Sei das suas leituras de Plutarco, Rousseau e Voltaire, seus heróis alheios Brutus
e Regulus, o convento de nenhuma saudade. Impossível não perceber os seus suspiros
revolucionários na declaração dos Direitos dos Homens, a realista justiceira
pela justa da causa do seu povo. Os seus embaraços, a sua deficiência
ortográfica, a insegura pontuação, a crença desfeita na religião desvanecida, o
desdém pelo brasão de ouro da família e o lustro nobiliárquico, seus despojos e
espólios. Sei do seu encanto pelas inflamadas declamações nas esquinas, a
solidária dor dos sofrimentos de seus camponeses e a brutalidade dos cobradores
de impostos, a opressão e o seu pacifismo, a guilhotina e a terrível saturnália
de Paris, a hediondez pantanosa do Amigo do Povo, a nossa desgraça. Nada mais consentâneo
ao meu desejo de encorajá-la a viver e falar do seu trisavô – aquele que
representa até hoje o heroísmo, a integridade e a grandeza da alma francesa -, que
foi desenganado por amor para tornar-se poeta de Melita, do El Cid, de Cinna e
de tantas cenas com a paráfrase poética da imitação de Jesus e os
decassílabos sonoros da paixão e da vida. Ah, Eva camponesa
de Caen, como eu queria essa Jeanne d’Arc com salvo-conduto,
viajante na diligência, eu a seu lado para a ventura do amor. Eu me apaixonei e
como eu queria não deixá-la sozinha no Albergue da Providência às vésperas de
aniversário da Tomada da Bastilha. Ah, como eu queria acompanhá-la no solar dos
Cordays, as saias jogadas e a vida passando, visitar a parente em Caen e poder
privar dos seus olhos corajosos eloquentes de verdade, e ouvi-la falar de tudo
com sua cativante boca firme, o vinco resoluto dos lábios e beijá-la para vê-la
sorrir com toda sua força e graça, candura juvenil, e nunca levá-la a renunciar
da sua independência, jamais senhora, só o amor, por
certo. Ah, eu seguiria seus passos de deuterocanônica viúva Judite, a piedosa
que invade obstinada com a sua beleza para cumprir a missão no acampamento do
exército inimigo, em defesa do seu povo oprimido, armada com a astúcia de Tamar
e uma estaca a marteladas na têmpora de Siserá, eu me ocuparia disso, com
certeza, não sou nada, apenas você e a poupava disso.

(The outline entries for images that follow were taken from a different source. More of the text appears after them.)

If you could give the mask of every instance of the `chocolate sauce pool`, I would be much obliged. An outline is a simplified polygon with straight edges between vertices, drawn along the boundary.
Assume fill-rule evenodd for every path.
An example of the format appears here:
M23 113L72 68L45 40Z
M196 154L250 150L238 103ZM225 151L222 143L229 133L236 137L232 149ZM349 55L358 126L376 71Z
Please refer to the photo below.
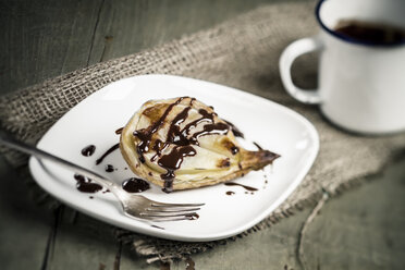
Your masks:
M148 182L137 177L131 177L122 183L122 188L127 193L142 193L150 188Z
M76 180L76 188L77 191L82 193L97 193L102 189L102 186L93 183L91 180L81 175L81 174L75 174L74 179Z

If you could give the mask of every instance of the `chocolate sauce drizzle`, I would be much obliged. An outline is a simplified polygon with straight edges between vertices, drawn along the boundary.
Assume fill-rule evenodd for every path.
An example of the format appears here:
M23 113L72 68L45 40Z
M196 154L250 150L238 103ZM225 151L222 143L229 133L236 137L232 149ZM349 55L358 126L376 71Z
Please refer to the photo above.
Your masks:
M133 134L137 138L139 138L140 143L137 146L137 152L139 155L139 161L145 162L144 152L147 152L151 147L156 155L154 155L150 161L155 161L158 157L158 164L167 170L167 173L161 174L161 179L164 180L163 192L170 193L173 189L173 180L175 177L174 171L180 169L183 159L185 157L193 157L197 152L193 148L192 145L199 145L198 138L206 135L225 135L230 131L230 125L225 123L214 123L214 112L208 112L204 109L199 109L198 113L201 115L199 119L186 124L183 130L180 130L180 125L187 119L188 111L192 109L193 101L195 98L189 98L189 107L184 108L171 122L168 131L167 142L162 142L160 139L156 139L154 145L152 136L156 132L164 123L164 120L168 118L170 111L180 102L182 102L185 98L189 97L181 97L176 99L175 102L169 105L165 109L163 114L160 116L158 121L146 128L142 128L135 131ZM189 135L192 128L195 128L200 123L207 123L202 126L202 130ZM169 146L175 145L173 149L167 154L161 156L162 151ZM238 151L237 147L231 149L231 151L235 155Z
M242 185L242 184L235 183L235 182L228 182L228 183L225 183L225 185L228 185L228 186L242 186L246 191L249 191L249 192L257 192L257 191L259 191L256 187L251 187L251 186L247 186L247 185Z
M149 189L150 185L145 180L131 177L122 183L122 188L127 193L142 193Z
M88 145L85 148L82 149L82 155L85 157L90 157L96 151L95 145Z
M259 149L259 150L262 150L263 149L258 143L256 143L256 142L253 142L253 143L257 147L257 149Z
M105 158L110 155L111 152L113 152L114 150L116 150L118 148L120 148L120 144L115 144L113 145L110 149L108 149L100 158L98 158L96 160L96 165L100 164L102 162L102 160L105 160Z

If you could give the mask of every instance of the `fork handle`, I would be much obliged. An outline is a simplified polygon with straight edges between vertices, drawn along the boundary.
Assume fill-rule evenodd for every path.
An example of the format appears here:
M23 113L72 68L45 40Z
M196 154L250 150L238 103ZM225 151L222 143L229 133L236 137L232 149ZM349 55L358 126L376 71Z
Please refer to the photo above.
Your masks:
M5 145L10 148L15 149L15 150L28 154L30 156L34 156L34 157L38 158L38 159L45 159L45 160L52 161L52 162L58 163L59 165L61 165L65 169L72 170L72 171L74 171L76 173L79 173L79 174L82 174L82 175L84 175L88 179L94 180L96 183L102 185L103 187L107 187L107 188L114 187L114 189L116 189L116 185L114 183L106 180L103 176L101 176L101 175L99 175L99 174L97 174L97 173L95 173L90 170L87 170L86 168L83 168L83 167L74 164L74 163L72 163L68 160L61 159L57 156L53 156L52 154L46 152L41 149L38 149L35 146L25 144L21 140L16 140L16 139L12 138L11 136L5 135L4 132L0 132L0 144L3 144L3 145Z

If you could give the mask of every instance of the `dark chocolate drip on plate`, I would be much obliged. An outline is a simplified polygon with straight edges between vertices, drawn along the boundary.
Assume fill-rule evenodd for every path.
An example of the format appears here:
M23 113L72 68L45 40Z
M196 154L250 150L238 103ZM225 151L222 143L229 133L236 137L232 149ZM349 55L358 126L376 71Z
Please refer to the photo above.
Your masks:
M245 135L241 132L241 130L237 128L234 124L232 124L231 122L226 120L223 120L223 121L231 127L231 131L235 137L241 137L241 138L245 137Z
M262 150L263 149L258 143L256 143L256 142L253 142L253 143L257 147L257 149L259 149L259 150Z
M77 191L82 193L97 193L102 189L101 185L93 183L90 179L81 174L74 174L74 179L76 180Z
M249 191L249 192L257 192L258 191L256 187L251 187L251 186L247 186L247 185L242 185L242 184L235 183L235 182L228 182L228 183L225 183L225 185L228 185L228 186L242 186L246 191Z

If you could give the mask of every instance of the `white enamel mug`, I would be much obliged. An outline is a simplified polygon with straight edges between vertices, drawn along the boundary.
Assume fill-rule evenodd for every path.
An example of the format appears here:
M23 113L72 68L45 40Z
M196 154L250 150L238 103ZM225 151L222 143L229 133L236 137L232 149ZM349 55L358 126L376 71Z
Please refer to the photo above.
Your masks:
M404 0L323 0L316 9L319 35L291 44L280 58L287 93L319 105L335 125L363 134L405 131L405 44L376 45L333 30L340 20L385 23L405 28ZM319 51L318 89L293 84L294 60Z

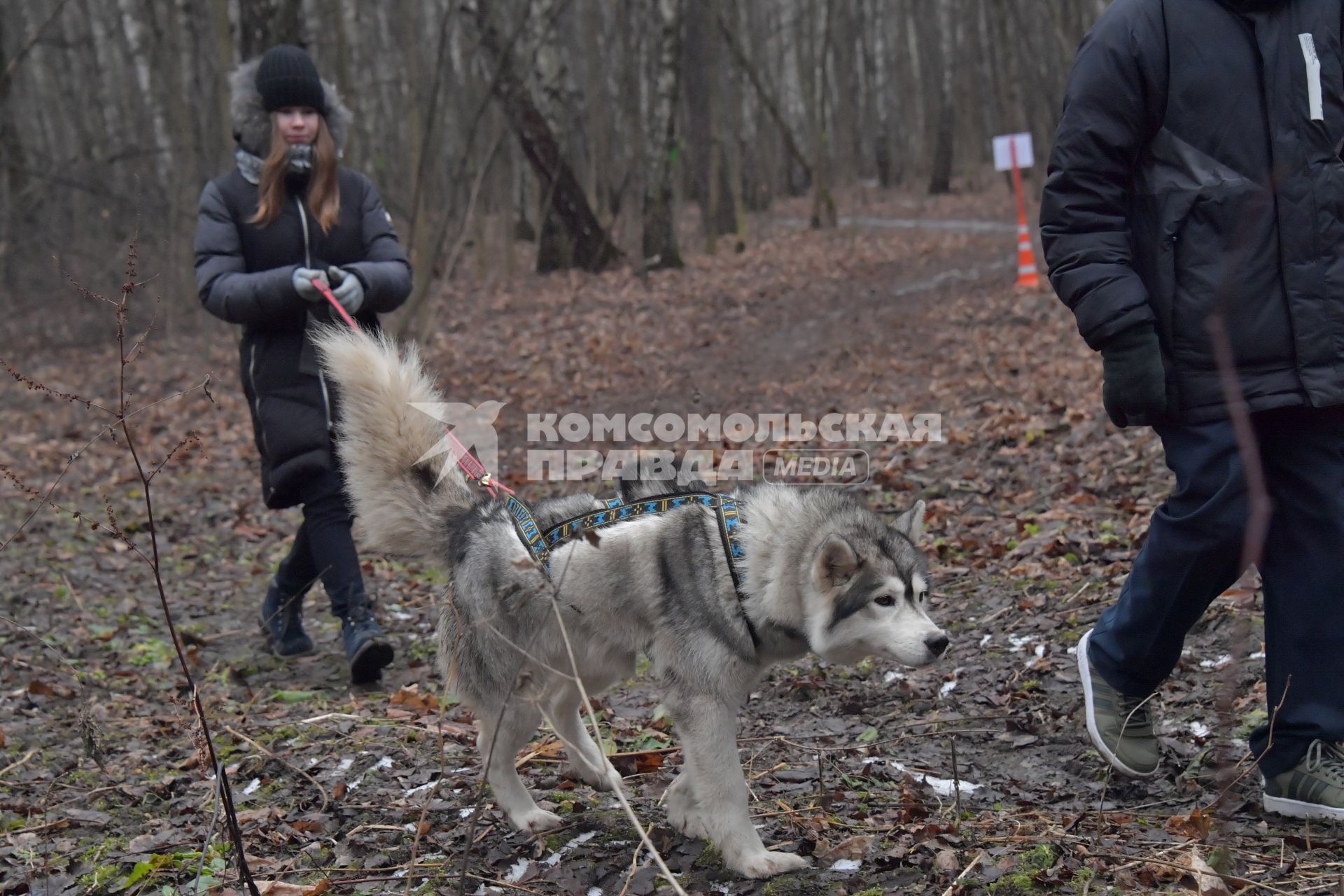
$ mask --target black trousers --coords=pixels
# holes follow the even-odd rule
[[[289,555],[280,562],[276,582],[285,594],[306,594],[321,579],[332,613],[343,617],[364,599],[364,576],[351,535],[353,514],[345,502],[340,476],[325,472],[302,488],[304,523]]]
[[[1266,724],[1250,747],[1273,776],[1297,764],[1312,740],[1344,740],[1344,408],[1251,419],[1273,502],[1259,564],[1267,709],[1282,705],[1273,743]],[[1245,571],[1249,494],[1231,422],[1156,430],[1176,492],[1153,513],[1120,600],[1089,642],[1102,677],[1133,697],[1171,673],[1185,634]]]

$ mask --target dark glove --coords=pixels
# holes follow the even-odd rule
[[[335,265],[327,269],[327,277],[331,278],[333,286],[332,297],[340,302],[347,314],[358,314],[359,309],[364,306],[364,283],[359,277]]]
[[[1138,418],[1150,420],[1167,410],[1167,373],[1163,349],[1152,324],[1140,324],[1116,334],[1101,349],[1101,402],[1116,426]]]
[[[290,274],[290,281],[294,283],[294,292],[306,302],[320,302],[324,296],[313,286],[313,281],[320,279],[323,283],[327,282],[327,271],[319,267],[296,267],[294,273]]]

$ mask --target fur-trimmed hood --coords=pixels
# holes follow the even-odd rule
[[[261,105],[261,94],[257,91],[257,66],[261,56],[249,59],[228,75],[228,114],[233,120],[234,140],[238,145],[254,156],[262,159],[270,152],[270,116]],[[323,91],[327,94],[327,129],[332,132],[336,149],[345,142],[349,132],[349,109],[341,102],[336,86],[329,81],[323,81]]]

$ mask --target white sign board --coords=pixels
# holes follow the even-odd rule
[[[1012,153],[1017,150],[1017,167],[1031,168],[1031,134],[1004,134],[995,137],[995,171],[1012,171]]]

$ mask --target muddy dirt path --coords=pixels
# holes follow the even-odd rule
[[[930,216],[903,201],[855,218]],[[972,219],[960,201],[938,216]],[[633,681],[599,701],[634,806],[681,885],[1180,889],[1192,850],[1263,892],[1333,885],[1339,832],[1262,817],[1254,774],[1231,785],[1211,832],[1198,811],[1223,790],[1219,775],[1235,776],[1245,733],[1263,717],[1254,583],[1215,604],[1160,696],[1163,775],[1109,779],[1086,746],[1071,647],[1122,579],[1168,482],[1152,438],[1103,424],[1095,359],[1058,302],[1009,289],[1011,232],[761,230],[746,253],[692,257],[684,271],[457,286],[427,347],[449,395],[509,400],[501,467],[515,480],[528,411],[943,415],[945,442],[871,446],[884,469],[863,492],[884,508],[929,501],[948,658],[906,670],[809,657],[777,669],[742,713],[762,836],[814,856],[813,870],[738,880],[712,849],[672,833],[659,802],[679,755],[656,685]],[[132,387],[159,396],[215,377],[218,404],[194,394],[148,415],[142,433],[165,450],[192,429],[206,446],[155,482],[159,533],[254,873],[329,880],[343,893],[457,892],[469,850],[466,892],[665,892],[613,801],[563,775],[554,740],[534,742],[520,763],[566,817],[562,830],[511,833],[489,795],[477,798],[470,717],[453,705],[435,712],[441,572],[366,559],[399,647],[380,688],[347,685],[320,594],[308,603],[320,653],[286,665],[265,652],[253,614],[297,514],[261,506],[234,357],[223,330],[169,343],[137,361]],[[106,352],[16,361],[54,388],[109,398]],[[0,462],[44,485],[95,427],[82,406],[5,390]],[[137,519],[138,484],[113,445],[90,450],[59,494],[94,514],[106,497],[121,520]],[[0,532],[28,509],[7,493]],[[202,866],[227,885],[212,786],[142,567],[48,512],[0,552],[0,586],[13,621],[0,621],[0,892],[191,892]],[[1232,695],[1222,711],[1218,695]],[[85,758],[81,719],[105,746],[102,770]]]

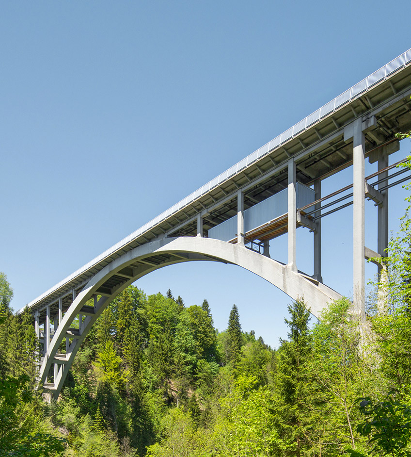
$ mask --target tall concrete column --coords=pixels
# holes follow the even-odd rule
[[[237,244],[244,245],[244,193],[241,190],[237,193]]]
[[[388,155],[386,153],[387,147],[384,146],[382,150],[379,152],[378,157],[378,169],[382,170],[388,166]],[[378,180],[382,180],[378,184],[378,189],[386,186],[388,180],[386,179],[388,176],[388,172],[384,171],[378,175]],[[388,245],[388,189],[380,190],[380,193],[382,196],[382,203],[378,206],[378,252],[383,257],[387,256],[385,251]],[[379,269],[379,270],[380,269]]]
[[[40,314],[38,311],[34,313],[34,330],[36,332],[36,337],[37,339],[40,338]]]
[[[200,214],[197,215],[197,236],[203,236],[203,218]]]
[[[44,353],[47,352],[50,344],[50,306],[46,307],[46,328],[44,329]]]
[[[314,181],[314,199],[321,198],[321,180]],[[315,217],[321,215],[321,203],[316,203],[314,209],[316,210]],[[310,209],[311,210],[311,209]],[[314,274],[313,277],[320,282],[322,282],[322,277],[321,274],[321,219],[316,221],[317,229],[314,232]]]
[[[365,319],[365,137],[361,118],[353,123],[353,298],[354,310]]]
[[[62,298],[59,298],[59,325],[62,323],[63,318],[63,300]]]
[[[288,263],[287,266],[297,271],[297,196],[296,191],[296,164],[293,159],[288,160]]]

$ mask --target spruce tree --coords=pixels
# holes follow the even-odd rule
[[[241,326],[240,324],[240,315],[238,309],[235,305],[233,305],[228,319],[228,361],[235,361],[237,359],[241,348]]]
[[[178,305],[178,310],[179,312],[181,312],[184,309],[185,307],[184,306],[184,302],[183,299],[179,295],[177,297],[177,300],[175,300],[175,303]]]
[[[167,295],[166,295],[166,296],[167,296],[167,298],[171,298],[172,300],[174,300],[174,297],[173,297],[173,294],[172,294],[172,293],[171,293],[171,289],[169,289],[167,291]]]
[[[287,455],[300,456],[305,448],[307,421],[305,398],[307,394],[307,365],[312,352],[312,337],[308,328],[310,312],[299,300],[288,305],[291,314],[284,319],[289,329],[288,340],[281,339],[278,351],[276,408],[279,432],[289,446]]]

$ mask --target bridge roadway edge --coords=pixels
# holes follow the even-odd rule
[[[56,363],[55,358],[58,348],[65,339],[71,324],[86,302],[96,294],[98,288],[125,267],[139,260],[148,259],[150,256],[164,254],[177,255],[177,257],[158,265],[142,263],[141,268],[136,269],[135,276],[115,287],[109,296],[100,298],[95,307],[95,314],[87,316],[83,322],[79,338],[73,339],[65,363],[61,365],[58,373],[55,372],[57,375],[54,385],[44,386],[51,365]],[[316,317],[328,303],[341,296],[301,272],[296,272],[287,265],[240,245],[199,236],[159,238],[124,253],[96,273],[84,287],[65,313],[47,347],[39,374],[39,387],[44,386],[55,399],[58,397],[83,340],[103,310],[126,287],[152,271],[168,265],[200,260],[221,261],[244,268],[282,290],[292,299],[303,298],[307,307]]]

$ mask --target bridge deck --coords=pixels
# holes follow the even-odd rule
[[[372,159],[374,152],[392,141],[395,133],[411,130],[410,81],[411,49],[119,242],[29,306],[40,310],[62,297],[63,306],[68,305],[73,290],[75,294],[125,252],[159,236],[196,235],[199,214],[206,231],[236,214],[238,189],[244,192],[245,209],[270,196],[286,187],[290,157],[297,165],[297,180],[309,186],[349,166],[352,142],[344,141],[344,126],[360,116],[377,119],[377,125],[365,134],[366,154]],[[285,222],[272,221],[269,227],[250,236],[263,240],[281,234],[286,230],[283,227]]]

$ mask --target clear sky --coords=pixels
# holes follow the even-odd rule
[[[3,2],[0,271],[16,310],[411,47],[409,1]],[[403,141],[393,162],[410,153]],[[374,169],[368,167],[371,172]],[[350,169],[323,192],[352,182]],[[390,194],[396,229],[405,191]],[[367,202],[366,244],[376,249]],[[352,209],[323,221],[323,277],[351,293]],[[297,231],[312,273],[312,234]],[[273,242],[284,260],[285,239]],[[367,267],[371,277],[375,273]],[[273,346],[290,299],[238,267],[163,268],[136,285],[206,298]]]

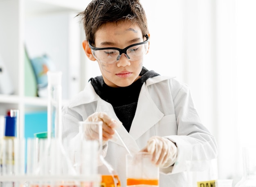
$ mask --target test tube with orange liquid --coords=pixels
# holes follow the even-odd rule
[[[159,168],[152,163],[151,157],[150,154],[146,152],[126,155],[127,186],[158,186]]]

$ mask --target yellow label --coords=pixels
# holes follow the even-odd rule
[[[198,182],[198,187],[215,187],[216,180]]]

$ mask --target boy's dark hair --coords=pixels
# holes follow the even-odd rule
[[[147,18],[139,0],[92,0],[79,13],[86,40],[94,44],[96,31],[103,25],[128,20],[136,22],[142,34],[148,33]]]

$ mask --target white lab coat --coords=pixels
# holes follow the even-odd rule
[[[89,82],[63,109],[63,138],[74,140],[79,131],[78,122],[97,111],[118,119],[112,105],[96,94]],[[148,79],[142,86],[130,132],[123,126],[117,131],[132,152],[145,147],[154,136],[176,143],[177,160],[174,166],[160,169],[159,187],[186,186],[186,160],[217,157],[216,140],[202,124],[189,89],[174,78],[159,76]],[[127,151],[117,138],[109,141],[104,149],[106,160],[117,171],[121,186],[126,186]]]

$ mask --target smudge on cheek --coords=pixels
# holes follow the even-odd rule
[[[100,65],[101,67],[101,69],[103,71],[110,73],[110,71],[108,70],[108,68],[109,67],[108,65],[102,62],[100,62]]]
[[[134,33],[137,33],[138,32],[138,31],[136,31],[136,30],[134,30],[133,29],[132,29],[131,28],[129,28],[127,30],[128,30],[128,31],[133,31]]]

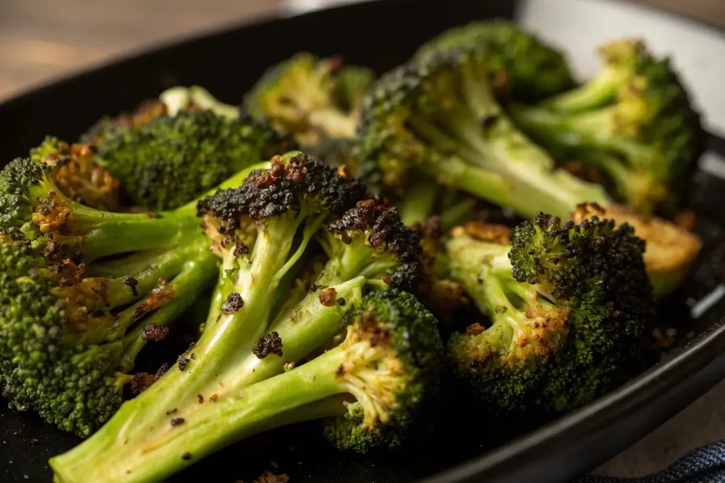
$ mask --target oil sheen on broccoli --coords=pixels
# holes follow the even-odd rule
[[[475,49],[486,56],[499,96],[531,102],[574,85],[561,52],[504,20],[473,22],[446,30],[423,44],[415,59],[425,62],[442,51],[460,49]]]
[[[441,343],[432,316],[397,288],[417,285],[415,233],[365,194],[290,154],[200,201],[223,264],[201,338],[87,444],[54,459],[59,481],[153,481],[253,433],[317,418],[334,418],[326,434],[341,449],[401,444],[435,386]],[[295,285],[289,274],[315,243],[326,261],[314,282],[304,274]],[[212,421],[224,423],[210,431]],[[117,444],[120,453],[106,450]]]
[[[360,101],[373,78],[370,70],[344,66],[339,58],[302,52],[268,70],[245,96],[244,106],[304,146],[352,138]]]
[[[458,376],[497,413],[569,411],[626,380],[654,314],[644,242],[543,214],[508,235],[470,223],[447,243],[453,280],[491,321],[450,339]]]
[[[53,143],[65,167],[91,150]],[[127,375],[136,356],[213,285],[218,261],[196,203],[154,217],[82,205],[55,184],[69,174],[47,161],[58,153],[37,156],[46,148],[0,172],[0,387],[13,407],[88,436],[126,384],[142,388],[144,374]]]
[[[144,104],[131,121],[106,119],[86,136],[96,147],[96,161],[120,182],[129,204],[178,208],[234,173],[296,148],[263,122],[219,114],[212,103],[205,109],[187,103],[173,116],[155,103],[161,107],[152,110],[153,116],[142,115],[149,110]]]
[[[548,153],[513,125],[495,99],[493,75],[485,55],[463,50],[441,52],[381,77],[363,101],[358,130],[368,176],[402,193],[423,172],[529,219],[539,211],[566,219],[584,202],[613,206],[602,186],[556,169]],[[700,248],[694,235],[671,227],[687,251],[672,272],[652,274],[653,281],[666,282],[655,286],[658,294],[676,286]],[[647,241],[656,245],[658,237]],[[652,271],[663,266],[655,259],[659,253],[645,252]]]
[[[639,40],[600,48],[604,65],[589,82],[514,106],[514,122],[563,160],[599,169],[615,194],[645,214],[676,206],[704,148],[700,116],[669,59]]]

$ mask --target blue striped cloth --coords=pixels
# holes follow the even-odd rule
[[[610,478],[589,475],[576,483],[724,483],[725,440],[692,451],[660,473],[643,478]]]

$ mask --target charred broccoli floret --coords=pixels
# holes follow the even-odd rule
[[[213,282],[217,262],[199,238],[102,277],[4,235],[0,389],[10,406],[83,437],[107,421],[123,387],[145,376],[126,375],[136,356]]]
[[[636,371],[654,314],[645,243],[626,224],[469,224],[447,243],[454,280],[489,316],[448,343],[457,374],[499,413],[580,406]]]
[[[30,158],[51,167],[51,177],[68,198],[91,208],[117,211],[118,180],[95,162],[95,153],[92,145],[70,145],[49,136],[30,151]]]
[[[14,407],[88,436],[117,408],[126,383],[152,380],[125,374],[213,284],[218,260],[196,203],[154,216],[94,209],[55,185],[65,179],[46,162],[57,153],[38,152],[0,172],[0,384]]]
[[[529,219],[540,210],[567,219],[583,202],[612,206],[601,186],[555,169],[512,124],[490,83],[487,59],[475,51],[442,53],[384,75],[363,102],[358,132],[361,156],[376,167],[376,179],[405,193],[413,174],[422,172]],[[658,256],[647,251],[647,266],[658,265]],[[671,286],[658,282],[655,292]]]
[[[265,72],[244,97],[254,117],[269,119],[303,146],[328,138],[352,138],[371,70],[343,66],[338,57],[300,53]]]
[[[91,438],[52,458],[57,479],[162,479],[235,441],[318,419],[326,419],[326,435],[341,450],[397,448],[424,421],[436,392],[442,345],[436,320],[413,295],[392,290],[367,295],[341,327],[344,339],[334,348],[236,393],[215,383],[195,348],[183,372],[170,369]],[[204,402],[183,390],[182,381],[181,394],[161,391],[172,374],[206,381],[194,383]]]
[[[588,83],[540,106],[513,106],[513,119],[562,160],[603,172],[638,211],[676,206],[704,148],[700,116],[670,59],[641,41],[611,42],[600,53],[604,67]]]
[[[473,22],[446,30],[415,54],[426,61],[442,51],[476,49],[488,59],[499,96],[520,102],[541,100],[573,87],[561,52],[508,20]]]
[[[274,159],[270,169],[252,173],[239,188],[200,201],[204,229],[223,260],[217,293],[225,296],[215,298],[220,303],[212,303],[201,338],[180,358],[178,370],[124,406],[95,441],[54,460],[60,480],[87,477],[82,474],[96,469],[111,474],[111,481],[126,477],[128,470],[141,479],[162,478],[188,463],[181,458],[184,452],[201,458],[254,432],[320,417],[340,417],[326,432],[342,449],[399,444],[439,369],[440,343],[435,319],[412,295],[385,290],[415,284],[417,237],[400,224],[394,209],[365,199],[365,194],[357,180],[298,153]],[[327,261],[308,292],[294,288],[291,303],[278,306],[277,291],[285,288],[288,274],[314,240]],[[366,286],[384,290],[363,296]],[[314,350],[334,344],[341,317],[351,327],[344,340],[290,370]],[[382,330],[386,326],[380,321],[389,324],[392,332]],[[378,350],[394,347],[386,342],[397,333],[394,326],[407,341],[400,343],[415,348],[410,360],[419,362],[409,365],[405,358],[386,356],[384,368],[374,361]],[[395,347],[397,353],[408,353]],[[362,358],[353,362],[351,350]],[[384,379],[376,376],[378,367]],[[400,385],[403,379],[397,375],[407,382]],[[347,379],[360,385],[349,386],[343,382]],[[376,390],[372,399],[365,390],[368,382]],[[410,392],[413,382],[415,389]],[[341,397],[348,392],[352,397]],[[199,404],[199,395],[208,403]],[[225,408],[239,416],[238,424],[225,422],[210,433],[205,421],[218,421],[218,411]],[[258,419],[262,408],[269,419]],[[200,439],[198,432],[210,437]],[[160,439],[149,440],[151,433]],[[122,457],[102,456],[109,466],[102,469],[106,463],[99,465],[99,457],[109,453],[99,448],[127,437],[138,443],[120,445]],[[152,453],[140,456],[130,449],[140,450],[146,442],[160,452],[147,458]]]

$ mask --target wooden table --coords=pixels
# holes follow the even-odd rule
[[[283,0],[0,0],[0,100],[80,67],[227,22]],[[641,0],[725,26],[723,0]],[[662,469],[725,437],[725,383],[597,473],[634,476]]]

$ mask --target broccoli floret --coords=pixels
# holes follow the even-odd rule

Eu também fui iludido:
deixei casa, mulher e três filhos, a vida de agricultor e doutor em entusiasmo,
adepto, como você, de Rousseau. Plantei o poste de liberdade em honra da
Revolução e fiquei enojado com a erupção do Terror triunfante do abjeto
partido dos radicais da Montanha: tudo
devorado pelas mãos de monstruosos miseráveis, incitando a violência. Ah, eu
queria vivê-la com o vestido leve listrado, a charpa rósea cruzada ao peito, a
decisão tomada e tomaria a faca de cozinha afiada e desviaria os seus ardis por
três vezes chegar à banheira de cobre do enorme rato esbelto de olhos
inconstantes – um canibal sedento de sangue, um mata-mouros feio repulsivo e
perverso, eu que desferisse o golpe, sem misericórdia nem piedade, para vê-lo a
agonia da aorta seccionada. Não haveria a sua captura à força de murros e
cadeiradas, a prisão de l’Abbaye, os protestos em vão contra os gendarmes
vigilantes, o tribunal, o banco dos réus, o olhar orgulhoso diante da acusação,
a inquirição e o que tinha a dizer: Nada, exceto que eu consegui! Não haveria apenas quatro dias restantes para
manifestar o meu amor por você que levou a bom termo, cumpriu a sua missão e,
para nós, a paz restabelecida, a Montanha não reinaria mais, estávamos
enganados, meu amor. Seria outra a história. Não veria a defesa acusá-la de Medusa
com músculos de Vulcanus, louca fanática: Eu
matei um homem para salvar cem mil. Não
precisaria acompanhar todos os seus interrogatórios, julgando-a integrante de
conspiração: Nenhum inocente será
caluniado e comprometido por minha causa. Não testemunharia seu olhar
firme, sereno, distante no escabelo: Apenas
eu concebi o plano e o executei. Não choraria com suas pálpebras abaixadas,
vencida pelo cansaço, as falas de teatro como se nem soubesse que estava diante
da morte. Não confessaria a sangue frio, a premeditação, nenhum remorso nem pose
para o belo desenho de Hauer: as faces cor do Sol aos ventos, cílios longos
e escuros, as requintadas cadências da voz maravilhosa, a expressão de um
sacrifício divino. Ah, seria apenas o amor, o nosso amor. Eu seria o seu dolo e
poderia tê-la heroína dos meus sonhos, sem a condenação e todos os seus bens
confiscados, nem libelo acusatório e a multidão. Jamais permitiria as lágrimas de sangue, nem que cortassem suas franjas,
amarrassem suas as mãos para o suplício no ocaso de julho: Perdoai-me pai, a vergonha está no crime, e não no patíbulo. Não
deixaria subir ao cadafalso, enfrentaria todos os insultos e maldições, a sua
recusa religiosa, a sua prontidão estátua de si mesma. Não seriam horas de um dia
estival contando nuvens negras azuladas que rolavam em grandes
massas pelo céu, nem o trovão distante resmungaria além do rio com as gotas de
chuva, nem o raio repentino do sol poente romperia as nuvens para iluminar sua
expressão esbelta aos olhos dos espectadores assustados, nem se curvaria ao cutelo
porque não haveria pena nem cairia lâmina para tremerem lábios com o único
pedido: Meu dever é suficiente - o resto
não é nada! Seria outra a história, seria. O seu último olhar guardei comigo
e não deixaria morrer porque não haveria decapitação, nem o carpinteiro Legros
esbofetearia suas faces na Place de Grève, nem a descartaria no cemitério de
Madeleine. Nada disso haveria. Assim não fizesse, a minha indignação me mataria
em frente à Convenção Nacional, por protesto!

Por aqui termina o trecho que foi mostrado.